Being a kid, I thought the world was mine

To use, to mess, to manipulate

I was convinced this thinking way was fine

I know some people who can correlate.

 

During my rebellious age, I did

So many things to make both parents weep

I felt the moment when you should have rid

In order to allow my sow to reap.

 

Day and night, you worked to let me study

Provided for my childish, selfish wish

How I paid back for your kindness?
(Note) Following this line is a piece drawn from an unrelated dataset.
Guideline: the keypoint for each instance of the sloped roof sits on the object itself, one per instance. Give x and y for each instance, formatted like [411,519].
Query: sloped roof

Cuddy,

I asked for more and spent it with a whish.

 

Looking at the past, my deep frustration

Was just a mask for all that inner grief,

Soul screaming help, mind in irritation,

My tongue was tied, the spoken moment brief.

 

And so, it lasted for the whole ten years,

Countless nights spent crying myself to sleep,

Wake up, I’m shaking, the ringing ears

Muted my soul’s attempts to try and leap.

 

I am sitting now, remembering the hell,

How did the devil let my soul to leave?

I had no reaching hand, no guiding bell

To lead me out of struggles or to heave.

 

I do remember now, it was the fear,

To be forgotten, to be left behind

Just like fifth wheel, you’d simply change the gear

Launching forwards and leaving me resigned.

 

In order to survive, I took my fate

And set my goals to reach for and complete.

I substituted love in place of hate,

Allowing my self-loathing to deplete.

 

I am now thirty with two kids of my own,

Sometimes I see my old self in their hurt,

But now I am aware to not leave lone,

Ensure their love and hate are not invert.

 

I thank parents for everything they did,

For the life’s irreplaceable lesson.

I now know what to leave and what to rid,

So kids are happy, as their burdens lessen.